Today marks nearly the end of a pivotal year marking the 40th anniversary of the Prometheus Awards, so it’s interesting to take a moment in 2019 and look back at the birth of the awards with the very first Prometheus Awards ceremony in 1979.
First envisioned and launched by sf writer L. Neil Smith, the Prometheus Award was first presented in 1979 in a high-profile ceremony at the year’s biggest Libertarian convention, which attracted several thousand people in Los Angeles.
Writer Robert Anton Wilson announced the winner – F. Paul Wilson’s sf mystery Wheels Within Wheels– after announcing three finalists, including Poul Anderson’s The Avatarand James P. Hogan’s The Genesis Machine.

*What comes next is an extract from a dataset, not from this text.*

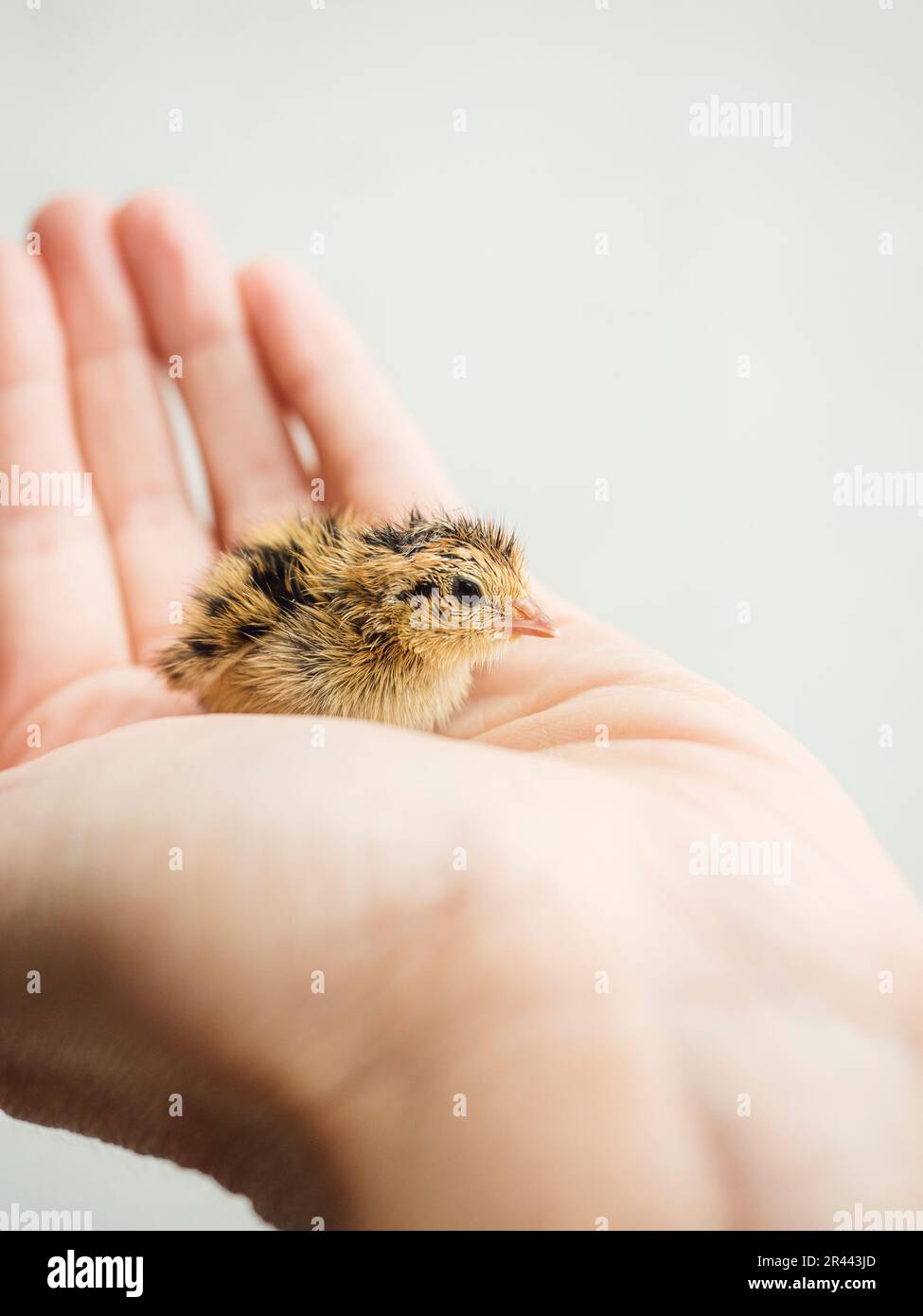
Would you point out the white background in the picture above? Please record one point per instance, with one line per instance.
(339, 120)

Here’s a glimpse of how the event was covered in Frontlines, a leading libertarian-movement-news newsletter published by Reason magazine’s foundation:
“The first-ever Prometheus Award was presented for the best libertarian science fiction novel of 1978. The finalists were Poul Anderson’s The Avatar, James P. Hogan’s The Genesis Machine and F. Paul Wilson’s Wheels within Wheels.
“Robert Anton Wilson did the honors, on behalf of the Prometheus Award Committee (an independent group of libertarian sf fans, who contributed the award), presenting the $2,500 in gold to (no relation) F. Paul Wilson. The prize (which has already increased significantly in value) is the largest award for science fiction given anywhere in the world.”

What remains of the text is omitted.